Managed services close the gap in adopting edge computing
A practical solution for limited staffing adds assurance at the edge.
Today, many industrial organizations face a common question when considering how to adopt new technology, “To be successful, what is the best way to install, manage, monitor and maintain technology?” which quickly leads to the related question, “If I embrace new technology, should the information technology (IT) or operations technology (OT) function be responsible for it?” And finally, “Do we have the knowledge and expertise to do so?”
These questions apply to new or existing technology. In the case of edge computing, i.e., deploying computing platforms to industrial equipment on the plant floor or in geographically remote, understaffed locations, presents additional complexity to maintain these systems.
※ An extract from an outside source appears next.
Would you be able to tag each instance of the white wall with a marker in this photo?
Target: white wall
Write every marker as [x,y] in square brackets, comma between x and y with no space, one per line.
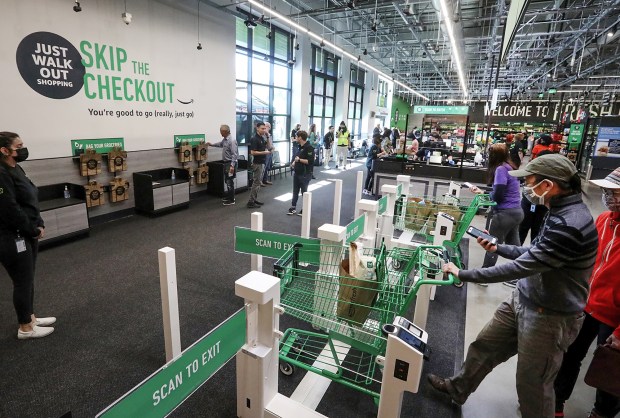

These are not the immaculate, well-lit data centers and server farms of the traditional computing infrastructure. Instead, most edge locations are demanding settings such as a manufacturing shop floor, an oil refinery or a remote, field-based drilling operation.
The promise of edge computing is to bring computing power to where it is needed to solve challenges of bandwidth, data latency and downtime. It also offers end users flexibility to run multiple software workloads concurrently through virtualization, thereby reducing costs and improving efficiency. Industrial organizations are therefore turning to managed services from vendors as a practical solution to solve limited staffing and adding extra assurance to their investment.
Who owns the edge?
Industrial companies cannot tolerate suboptimal performance or downtime —no matter how brief these periods may be. Any outage or failure introduces unacceptable business risk and threatens the company’s ability to keep manufacturing lines running, utilities and pipelines operating and customers happy. Their success at the edge is predicated on a reliable edge computing infrastructure that does not fail.
The traditional approach of having IT take responsibility for all network systems and infrastructure is not always ideal in edge environments due to cost and resources issues that may arise. On the other hand, technology and systems at the edge have been the domain of operations teams and operational technology.
Companies are looking to tighten the IT-OT gap by selecting technologies that are more OT friendly — interoperable and easily managed by OT. This approach has eased demands on both IT and OT professionals where organizations are constrained for resources and face challenges in relation to maintenance time and skillsets.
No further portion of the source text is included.